Members of Gainesville’s Roller Rebels have strong ties to UF health colleges
By Allyson Fox
The whistle signals the start of the bout. Wearing metallic gold shorts and a green jersey, Killary Clinton bumps her opponent aside and takes off on her roller skates.
Killary Clinton is a member of Gainesville’s roller derby team, the Gainesville Roller Rebels. By day she loses the metallic gold shorts and is known as Sarah Kiley, a graduate research assistant in UF’s C.A. Pound Human Identification Laboratory.
Kiley isn’t the only Roller Rebel associated with the Health Science Center. About one-third of the team has ties to health professions colleges.
“I was looking for something to take my mind off grad school,” Kiley said. “It’s an outlet to alleviate stress you may have in a positive way.”

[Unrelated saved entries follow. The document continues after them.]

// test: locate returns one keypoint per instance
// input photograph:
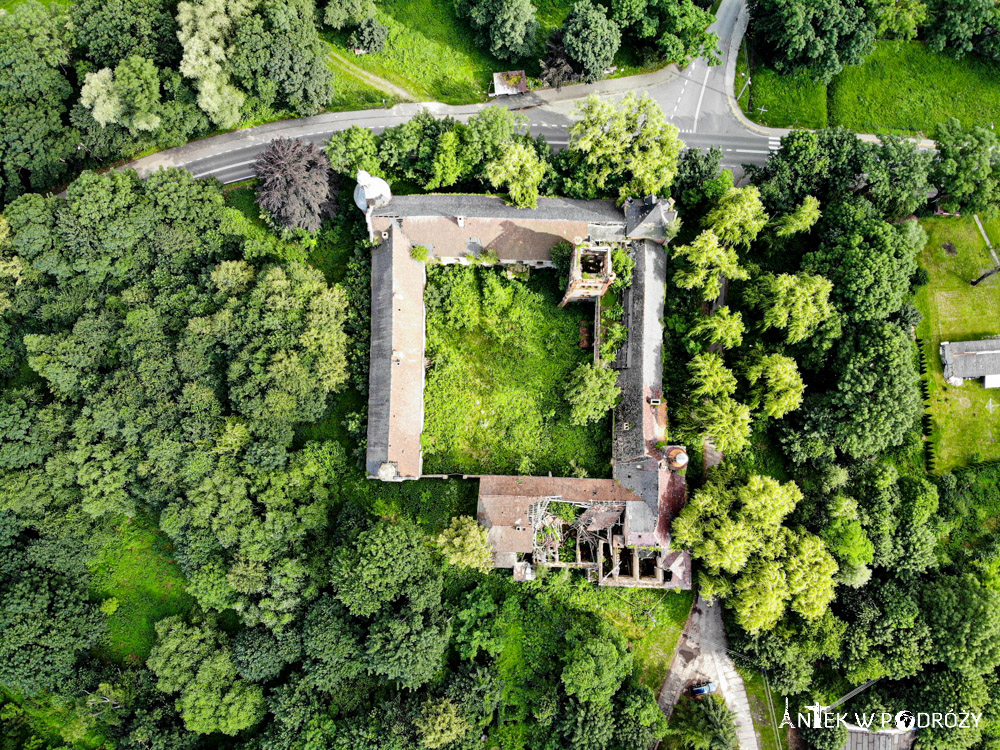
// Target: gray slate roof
(971, 359)
(380, 373)
(644, 370)
(491, 207)
(648, 218)
(642, 377)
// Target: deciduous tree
(196, 662)
(723, 327)
(506, 26)
(591, 38)
(966, 169)
(35, 144)
(707, 260)
(440, 724)
(293, 183)
(799, 220)
(592, 392)
(464, 544)
(797, 304)
(818, 37)
(776, 386)
(205, 30)
(114, 30)
(738, 216)
(519, 169)
(626, 147)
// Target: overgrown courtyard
(501, 353)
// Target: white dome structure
(371, 192)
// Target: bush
(592, 391)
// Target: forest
(172, 361)
(839, 557)
(189, 362)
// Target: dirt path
(373, 80)
(702, 656)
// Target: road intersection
(698, 100)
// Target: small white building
(970, 360)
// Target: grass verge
(906, 87)
(776, 100)
(964, 429)
(135, 566)
(430, 51)
(902, 87)
(769, 736)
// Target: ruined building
(616, 530)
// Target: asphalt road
(697, 100)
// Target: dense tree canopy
(294, 183)
(507, 26)
(591, 38)
(626, 147)
(34, 90)
(45, 612)
(817, 36)
(734, 526)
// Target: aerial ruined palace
(620, 532)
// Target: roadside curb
(742, 20)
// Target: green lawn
(430, 52)
(906, 87)
(963, 429)
(901, 87)
(135, 566)
(350, 92)
(770, 737)
(651, 620)
(501, 353)
(788, 101)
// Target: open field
(901, 87)
(135, 566)
(787, 101)
(965, 429)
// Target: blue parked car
(703, 689)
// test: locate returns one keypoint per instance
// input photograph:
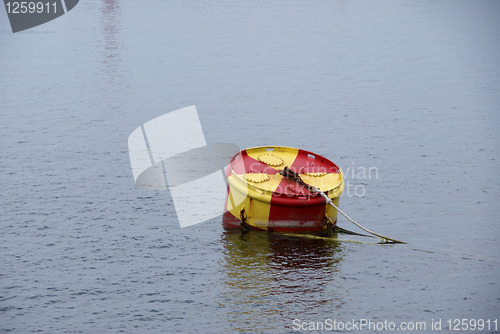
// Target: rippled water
(409, 89)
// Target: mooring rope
(290, 174)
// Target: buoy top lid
(259, 167)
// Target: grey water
(409, 89)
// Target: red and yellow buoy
(260, 197)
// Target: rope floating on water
(290, 174)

You can feel the adrenaline in the arena. Skates screech as jammers — the skaters who score points — round the corners of the track. Sweat drips down the competitors’ faces, and there is no shortage of booty bumping, pushing and stumbling.

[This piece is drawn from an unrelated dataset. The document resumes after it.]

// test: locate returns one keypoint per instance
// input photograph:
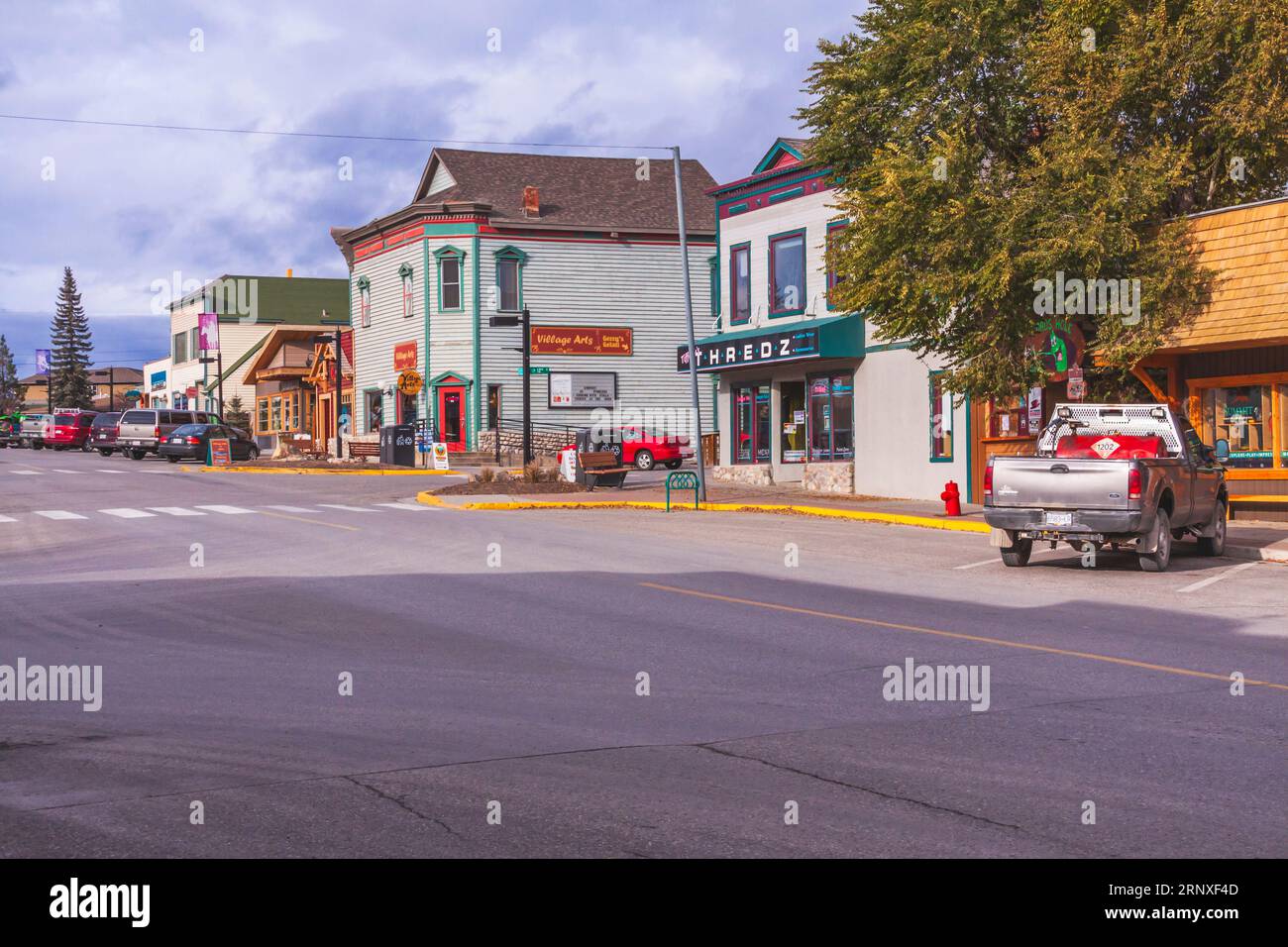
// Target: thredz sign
(756, 350)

But roller derby is about more than how hard you can hit your opponent. Many of the team members agree the skills they learn in the roller derby rink help them thrive in their professions.
It requires a lot of strategy that forces competitors to think and problem-solve. It goes hand in hand with reality, Kiley said.
Shannon Sisco, a.k.a. Sisco Inferno, who works in the College of Public Health and Health Professions department of clinical and health psychology, said part of her job involves being a therapist, and she is required to keep a lot of her work confidential, which can be stressful. Roller derby has become an outlet for those emotions.
“It helps me get through things that are difficult at work,” Sisco said. “Part of what pushed me to do roller derby was it was way outside my comfort zone. I have something in my life that pushes me to work really hard.”
Up to four days a week the roller derby girls lace up their skates for practice — three hours of conditioning, scrimmaging and skill sets, which include weaving through cones and practicing falling safely.
“It’s like a second job,” said Miriam Hill, known as Stocky Balboa in the rink. The president of the Roller Rebels also works in the College of Medicine Office of Research Administration and Compliance. “It’s a very dedicated group of people.”
Hill thrives off the adrenaline of a bout.
“As a player it is the biggest adrenaline rush ever,” said Hill, whose husband, Dana, is the host of the College of Veterinary Medicine’s Animal Airwaves Live on WUFT-FM. “I always leave (practice) feeling 100 times better. The stress of the day is gone.”
The fans are cheering, music is blasting and the Roller Rebels are ready for action in their kneepads, elbow pads, helmets and bright uniforms.
“There’s so many women involved that come from a diverse background,” Kiley said. “The combination of camaraderie with teammates and being part of a sport that’s making a great revival keeps me coming back.”